The "Guys and Dolls" that's playing here through Dec. 16 is a very bright, very broad cartoon version of the classic Broadway musical. It's pitched at a high noise level and played at a frantic pace, its jokes delivered with such mugging and screeching that you can almost see the dialogue pop out in comic strip balloons.

The show has always been a comic fantasy, peppered with the jokes in librettist Abe Burrows' sharp adaptation of Damon Runyon's short story. In this edition, however, the comedy is carried across with an indiscriminate, ear-splitting crescendo.

The scenery (by Norbert Kolb), the lighting (by Michael Gilliam) and the costumes (by Paul Tazewell) are the best things about the touring production. They're freshly imagined and witty, zipping the show along and keeping the characters colorful.

Frank Loesser's rousing score, containing such show-tune gems as the comical "Adelaide's Lament" and the romantic "I've Never Been in Love Before," are socked over with gung-ho verve and a lot of strenuous dancing (in choreography by Ken Roberson).

Director Charles Randolph-Wright's staging, on view at the Ford Center for the Performing Arts, Oriental Theatre, can hardly wait to get things hustling and bustling.

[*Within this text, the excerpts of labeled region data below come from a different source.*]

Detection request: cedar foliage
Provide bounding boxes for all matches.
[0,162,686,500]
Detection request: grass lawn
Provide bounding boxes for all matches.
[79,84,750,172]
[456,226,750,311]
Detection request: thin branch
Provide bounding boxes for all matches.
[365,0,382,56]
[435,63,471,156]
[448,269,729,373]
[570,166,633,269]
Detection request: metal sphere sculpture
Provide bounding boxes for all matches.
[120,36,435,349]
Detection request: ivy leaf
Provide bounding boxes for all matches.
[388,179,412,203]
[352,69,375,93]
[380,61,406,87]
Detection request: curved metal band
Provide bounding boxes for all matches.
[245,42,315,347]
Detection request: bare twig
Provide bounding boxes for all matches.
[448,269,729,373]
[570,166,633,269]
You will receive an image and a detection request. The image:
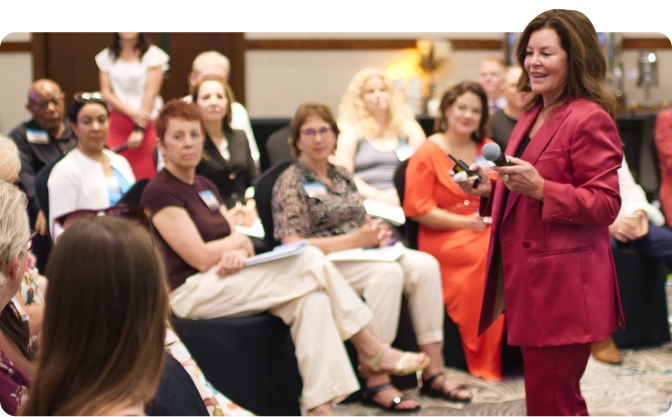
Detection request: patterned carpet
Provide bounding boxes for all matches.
[334,285,672,417]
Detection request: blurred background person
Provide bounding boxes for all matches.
[404,82,504,381]
[192,75,259,231]
[272,103,462,411]
[0,181,32,416]
[96,32,170,179]
[591,158,672,364]
[331,68,426,206]
[9,79,77,273]
[654,108,672,219]
[47,93,135,239]
[490,66,532,148]
[478,57,506,114]
[184,51,259,168]
[19,216,168,417]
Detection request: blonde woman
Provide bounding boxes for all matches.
[332,68,426,206]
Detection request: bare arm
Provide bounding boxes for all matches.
[140,66,163,119]
[152,206,254,272]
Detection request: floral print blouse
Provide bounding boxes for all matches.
[271,161,366,240]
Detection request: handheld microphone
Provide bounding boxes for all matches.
[483,143,514,167]
[448,154,483,188]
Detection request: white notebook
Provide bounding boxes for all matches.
[364,200,406,226]
[245,240,308,266]
[327,242,404,262]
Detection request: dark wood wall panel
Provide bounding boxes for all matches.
[32,32,245,112]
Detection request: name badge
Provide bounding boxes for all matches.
[26,129,49,145]
[394,145,413,162]
[11,297,29,321]
[198,190,221,210]
[301,182,327,197]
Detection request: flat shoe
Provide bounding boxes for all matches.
[358,346,430,379]
[420,372,471,404]
[362,382,420,413]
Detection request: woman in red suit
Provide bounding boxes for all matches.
[460,10,623,417]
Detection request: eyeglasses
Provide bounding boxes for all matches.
[30,93,63,110]
[52,206,151,236]
[74,91,104,103]
[301,127,334,139]
[26,230,37,252]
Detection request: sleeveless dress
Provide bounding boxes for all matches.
[404,139,504,381]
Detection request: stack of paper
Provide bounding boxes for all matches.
[245,240,308,266]
[327,242,404,262]
[364,200,406,226]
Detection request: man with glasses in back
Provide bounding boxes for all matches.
[9,79,77,273]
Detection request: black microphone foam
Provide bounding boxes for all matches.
[483,143,513,167]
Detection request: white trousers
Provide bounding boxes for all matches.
[334,248,444,345]
[170,246,373,409]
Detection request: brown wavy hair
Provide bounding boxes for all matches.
[434,81,491,143]
[19,216,168,417]
[516,9,616,119]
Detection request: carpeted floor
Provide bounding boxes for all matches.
[334,285,672,417]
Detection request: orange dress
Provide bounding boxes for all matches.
[404,139,504,381]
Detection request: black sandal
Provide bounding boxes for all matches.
[362,382,420,413]
[420,372,472,404]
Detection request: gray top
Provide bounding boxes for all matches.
[355,136,408,190]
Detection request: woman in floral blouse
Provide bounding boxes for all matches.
[272,104,471,411]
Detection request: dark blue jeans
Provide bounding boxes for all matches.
[611,223,672,269]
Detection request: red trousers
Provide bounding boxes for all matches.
[521,343,591,417]
[105,111,156,181]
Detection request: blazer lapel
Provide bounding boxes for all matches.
[502,103,572,221]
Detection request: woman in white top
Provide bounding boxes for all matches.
[332,68,426,206]
[96,32,170,179]
[47,93,135,240]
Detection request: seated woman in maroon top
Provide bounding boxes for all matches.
[140,100,429,416]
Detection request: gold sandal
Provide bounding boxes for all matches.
[358,346,430,379]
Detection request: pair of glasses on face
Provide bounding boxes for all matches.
[26,230,37,252]
[74,91,103,103]
[30,93,63,110]
[52,206,151,236]
[301,127,334,139]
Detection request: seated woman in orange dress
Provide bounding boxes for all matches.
[404,82,504,381]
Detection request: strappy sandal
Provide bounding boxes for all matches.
[420,372,472,403]
[362,382,420,413]
[358,346,430,379]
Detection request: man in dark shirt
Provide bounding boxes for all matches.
[490,67,532,152]
[9,79,77,272]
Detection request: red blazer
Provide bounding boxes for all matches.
[479,99,623,347]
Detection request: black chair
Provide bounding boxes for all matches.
[266,125,294,166]
[394,159,523,374]
[35,156,63,232]
[613,247,670,348]
[254,161,292,250]
[171,313,302,417]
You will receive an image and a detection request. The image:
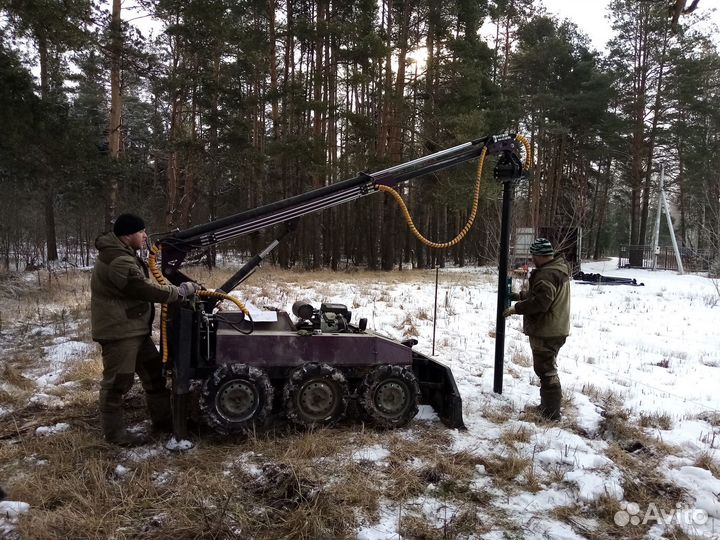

Maurice Hines, as a dapper Nathan Detroit, proprietor of the oldest established permanent floating crap game in New York, whirls down to the front of the stage while the overture is still playing, and from then on, the cast rips through the scenes at a breakneck pace. This speed has its advantages, since there's not much more than surface flash in the performances.

Hines, with a hoofer's spin and a magician's gestures, leads the parade of lovable lowlifes and wise guys, while Alexandra Foucard, with a pin-up figure and leather-lung vocalizing, portrays, with manic screeching, his long-suffering doll, the showgirl Miss Adelaide.

For respite from these broad antics, there are Diane Sutherland as the demure mission preacher, Miss Sarah Brown, and Brian Sutherland (her offstage husband and possessor of a fine voice) as Sky Masterson, the carefree gambler whom she finally brings into the fold.

Clent Bowers is NicelyNicely Johnson, the jolly round fellow who gets to lead the guys and their dolls in singing the climactic anthem "Sit Down, You're Rockin' the Boat." And Paul Depasquale, as the snoopy Police Lt. Brannigan, wins the prize for the most annoyingly overplayed performance in this very overplayed production.